Thinking About Data and API Governance As Well As Observability

I just got back to Seattle from Washington DC after spending a day talking about data governance at the Data Governance Design Conference. I thoroughly enjoyed the on-stage discussions as well as the hallway, and cocktail party conversation around the increasing importance of the governance of data online. I have a notebook full of thoughts from the event, and a head full of ideas after a plane ride home. I’ll be doing some more writing on the subject, but I wanted to lay the foundation of how I see the world of data governance, which is a much more technical view of things, but also overlaps nicely with the policy view of the landscape I just experienced.

The group participating in the #DGDC discussions were much more focused on the important big picture elements, and the human call to action when it comes to data governance.
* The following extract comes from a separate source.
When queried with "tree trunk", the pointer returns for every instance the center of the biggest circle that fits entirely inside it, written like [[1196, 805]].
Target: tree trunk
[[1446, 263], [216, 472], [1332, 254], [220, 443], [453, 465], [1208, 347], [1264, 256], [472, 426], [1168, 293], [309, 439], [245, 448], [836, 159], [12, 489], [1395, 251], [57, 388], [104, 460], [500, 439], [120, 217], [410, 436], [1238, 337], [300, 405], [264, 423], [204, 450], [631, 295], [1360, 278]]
I learned a lot listening to these smart folks share their expertise on the world stage, and I mostly just listened and absorbed what was going on around me, occasionally sharing a bit of perspective from my view of the landscape. I have a much more technical view of the landscape, but I am captivated by the policy level discussions that were going on, which are much more closer to what I consider to be the human side of the discussion, and how laws are made to dictate what happens or doesn’t happens in countries around the globe. Coming out of the discussion I wanted to flesh out the building blocks of my technical view of the landscape, and re-evaluate them in terms of what I have heard at the event.

Bringing APIs To The Data Governance Discussion

This was a data governance discussion, but of course I’m going to bring the API to the table. You can’t talk data governance without talking APIs. Data is the valuable resource(s) being created, passed around, and put to use—APIs are how it is passed around and put to use. APIs are how Facebook, Twitter, and Google creates, manages, and shares the data they have via applications and 3rd party systems. APIs are how these platforms are accessed and scaled. APIs are the layer that any data governance approach will have to be realized, injecting governance between how several different actors interests are protected and policed. APIs aren’t something new to bring into the discussion, they are already the conduit for how applications are being delivered, making them the layer we need to understand when it comes to applying sensible data governance from within the firewall, or externally from within regulatory bodies.

Who Are The Actors On This Data Governance Stage

To set the stage I wanted to describe the different actors that need to be involved in these data governance discussions, making sure there are considerations, policy, and tooling in place that governs this production already in motion. When it comes to API access to the valuable data and resources we are trying to govern, a clear set of actors have emerged that we will need to make sure have a seat at the table, and are part of the data governance discussions happening—including, but not limited to this primary buckets of actors.

  • Provider - The platform provider, making sure the Twitters, Facebooks, Googles, and other platform providers are active and willing particpants in data governance conversation whether they want to be there or not.
  • 3rd Party - Ensuring that ALL 3rd party consumers and developers of platform data are accounted for, have a seat at the table, and are held accountable when it comes to putting valuable data to work across the web.
  • End-User - Making sure ALL end-users are represented, ensuring that the human beings most impacted by all of this data are well represented, making sure the full spectrum of people are represented, and not just a select few.
  • Regulator - Acknowledging that there is an increasing regulatory role in this discussion, and making sure regulators have the knowledge, skills, and access to do what they need to do from a municipal, state, and federal view.
  • Law Enforcement - Going one step beyond the regulatory and looking at the enforcement side of the conversation, making sure law enforcement has the access they need, but are also just as accountable as all other actors.
  • Researcher - Ensuring there is trusted researcher and press access to the data governance conversation, allowing for Universities, media, and other entities to participate in the analysis of data, and the API pipes the data is accessed through. 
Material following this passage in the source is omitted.